Trois scénarios en cas de dérogation

Au nom de la défense du pouvoir d'achat de l'épargne populaire, il pourrait ainsi recommander d'aller au-delà de 4,30% pour rapprocher le rendement du Livret A de l'inflation, attendue à près de 6% au 1er trimestre 2023. Il faut, en effet, le rappeler : malgré la succession des hausses depuis le début de l'année 2022, le rendement réel du Livret A, corrigé de la hausse des prix, reste largement négatif : de l'ordre de -3% actuellement.

Ce scénario, malheureusement pour les épargnants, est très improbable. Par le passé, François Villeroy de Galhau a maintes fois rappelé sa volonté de lisser les évolutions du taux du Livret A, surtout à la hausse, au nom de la stabilité financière.
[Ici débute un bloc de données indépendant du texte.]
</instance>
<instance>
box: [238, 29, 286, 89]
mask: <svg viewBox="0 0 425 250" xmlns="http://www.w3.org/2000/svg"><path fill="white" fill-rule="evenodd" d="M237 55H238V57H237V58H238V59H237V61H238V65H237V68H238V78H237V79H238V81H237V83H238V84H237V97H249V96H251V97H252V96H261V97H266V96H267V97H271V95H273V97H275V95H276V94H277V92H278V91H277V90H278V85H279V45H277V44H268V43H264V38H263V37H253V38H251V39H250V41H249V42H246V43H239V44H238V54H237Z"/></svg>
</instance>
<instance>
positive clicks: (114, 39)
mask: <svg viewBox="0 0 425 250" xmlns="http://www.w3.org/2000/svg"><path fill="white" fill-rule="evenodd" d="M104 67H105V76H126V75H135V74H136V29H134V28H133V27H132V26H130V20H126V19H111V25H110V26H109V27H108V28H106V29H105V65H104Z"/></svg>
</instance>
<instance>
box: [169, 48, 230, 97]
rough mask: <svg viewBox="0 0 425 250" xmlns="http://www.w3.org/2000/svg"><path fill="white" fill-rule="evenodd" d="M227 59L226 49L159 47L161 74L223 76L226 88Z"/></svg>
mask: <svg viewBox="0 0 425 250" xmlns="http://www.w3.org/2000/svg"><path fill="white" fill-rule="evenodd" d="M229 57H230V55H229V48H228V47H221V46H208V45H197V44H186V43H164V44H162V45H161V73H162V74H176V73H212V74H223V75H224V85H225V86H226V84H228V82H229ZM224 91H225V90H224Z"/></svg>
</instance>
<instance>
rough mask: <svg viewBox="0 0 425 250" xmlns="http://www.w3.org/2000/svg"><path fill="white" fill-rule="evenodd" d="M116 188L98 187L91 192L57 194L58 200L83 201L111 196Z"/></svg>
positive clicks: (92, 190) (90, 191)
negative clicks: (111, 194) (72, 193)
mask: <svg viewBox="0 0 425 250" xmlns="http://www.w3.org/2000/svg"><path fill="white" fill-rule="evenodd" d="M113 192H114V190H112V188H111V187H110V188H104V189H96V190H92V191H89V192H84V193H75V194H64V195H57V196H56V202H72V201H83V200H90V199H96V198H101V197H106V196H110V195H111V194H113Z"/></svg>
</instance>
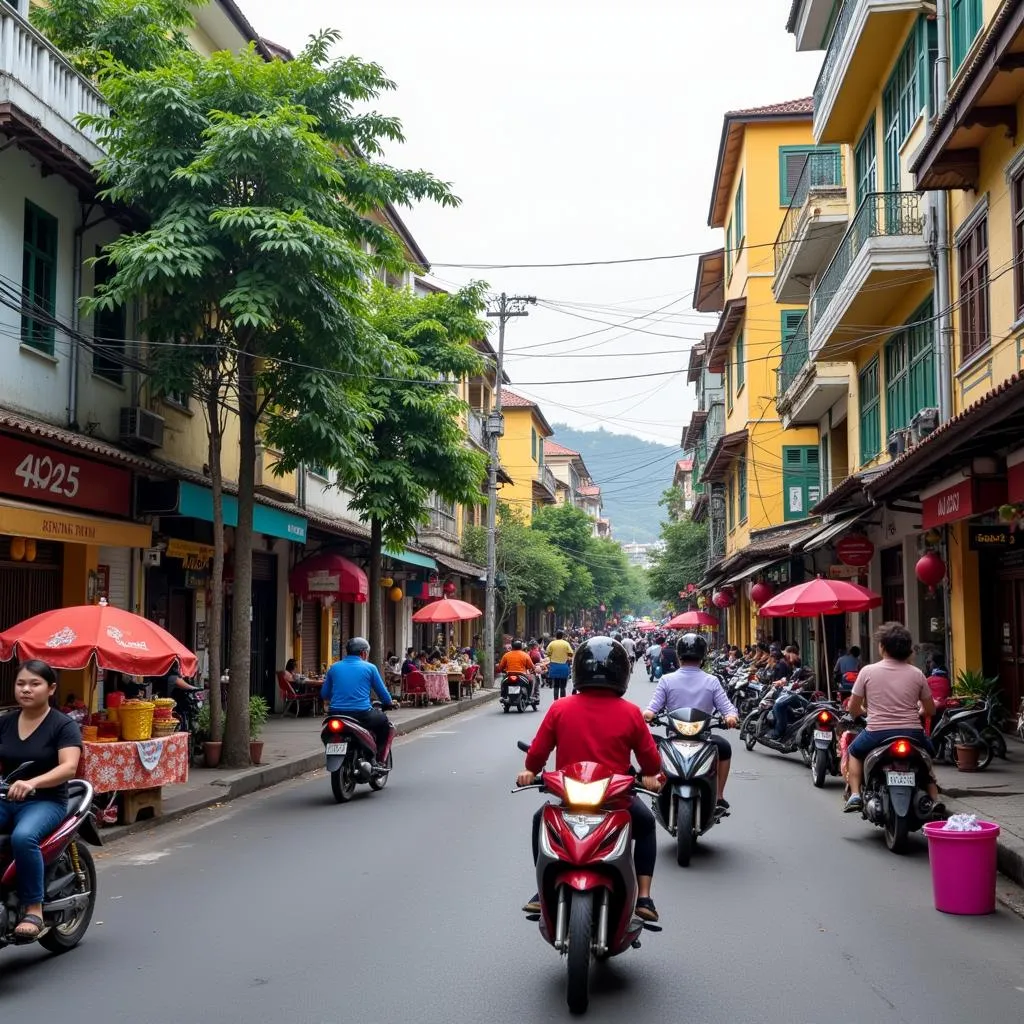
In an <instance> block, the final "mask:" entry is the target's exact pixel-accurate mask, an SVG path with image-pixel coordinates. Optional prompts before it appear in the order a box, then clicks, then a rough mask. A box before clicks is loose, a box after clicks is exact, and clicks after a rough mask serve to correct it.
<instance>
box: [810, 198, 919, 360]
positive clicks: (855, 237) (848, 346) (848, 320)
mask: <svg viewBox="0 0 1024 1024" xmlns="http://www.w3.org/2000/svg"><path fill="white" fill-rule="evenodd" d="M921 201H922V197H921V195H920V194H918V193H871V194H870V195H868V196H865V197H864V201H863V202H862V203H861V204H860V207H859V208H858V209H857V213H856V215H855V216H854V218H853V220H852V221H851V222H850V226H849V228H848V229H847V232H846V234H844V236H843V241H842V242H841V243H840V246H839V249H838V250H837V252H836V255H835V256H834V257H833V259H831V262H830V263H829V264H828V267H827V269H826V270H825V272H824V273H823V274H821V278H820V279H819V280H818V282H817V284H816V286H815V288H814V290H813V291H812V292H811V304H810V344H809V346H808V348H809V351H808V355H809V357H810V358H811V359H813V360H818V359H822V358H825V359H833V358H839V359H841V360H844V361H845V358H846V356H847V355H848V354H849V352H850V350H851V348H852V347H853V346H854V345H855V344H856V343H857V342H858V340H859V339H860V338H862V336H863V330H862V326H863V325H864V324H888V323H889V316H890V313H891V312H892V309H893V307H894V306H895V305H896V304H897V302H899V301H900V300H901V299H902V298H903V294H902V293H903V291H904V290H905V289H906V288H907V287H909V286H911V285H915V284H920V283H921V282H922V281H923V280H925V278H926V276H927V275H928V274H929V273H930V272H931V269H932V264H931V253H930V251H929V247H928V243H927V242H926V240H925V227H926V218H925V215H924V213H923V211H922V206H921Z"/></svg>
En clair, il veut limiter l'effet taux qui, à chaque hausse, attire vers le Livret A des milliards d'euros supplémentaires, aux dépens de placements jugés plus utiles à l'économie, comme l'assurance vie, et de la consommation des ménages.

A l'inverse, le gouverneur de la Banque de France pourrait écouter les opinions exprimées ces derniers jours et geler le taux du Livret A. Pour justifier ce choix, il pourrait invoquer, au moins, deux arguments : le caractère transitoire de l'inflation et de la hausse des taux et l'intérêt des bailleurs sociaux. Une partie de l'argent du Livret A (un tiers environ), en effet, est destinée à financer la construction de nouveaux logements sociaux, grâce à des prêts à très long terme dont les taux sont indexés sur la rémunération du Livret A. Le gel, en passant, préserverait également les banques qui distribuent le Livret A. Elles conservent environ 40% de l'argent collecté, qu'elles prêtent à des entreprises, dont elles doivent payer les intérêts aux épargnants. En clair, plus le taux est élevé, plus l'argent du Livret A leur coûte cher.

Reste une troisième voie : celle d'une revalorisation du taux limitée, par exemple, à un demi-point, soit 3,50%. Cette solution aurait l'avantage de préserver la chèvre et le chou, en offrant un petit coup de pouce aux épargnants tout en réduisant les surcoûts pour les bailleurs sociaux et les banques. C'est d'ailleurs l'option qu'avait prise, en février dernier, le gouverneur de la Banque de France : le taux du Livret A avait alors été augmenté d'un point, de 2 à 3%. Un joli bond, mais inférieur à ce qu'il aurait pu être en cas de révision automatique : la formule de calcul, en effet, donnait un taux de 3,30%.

Livret A : ces « circonstances exceptionnelles » qui vous privent d'un taux à 3,3% au 1er février

En résumé, Claude, rien n'est fait. Une hausse du taux du Livret A le 1er août reste possible, et serait logique étant donné le niveau de l'inflation et des taux interbancaires. Mais la tendance oscille plutôt entre une hausse très limitée et un gel.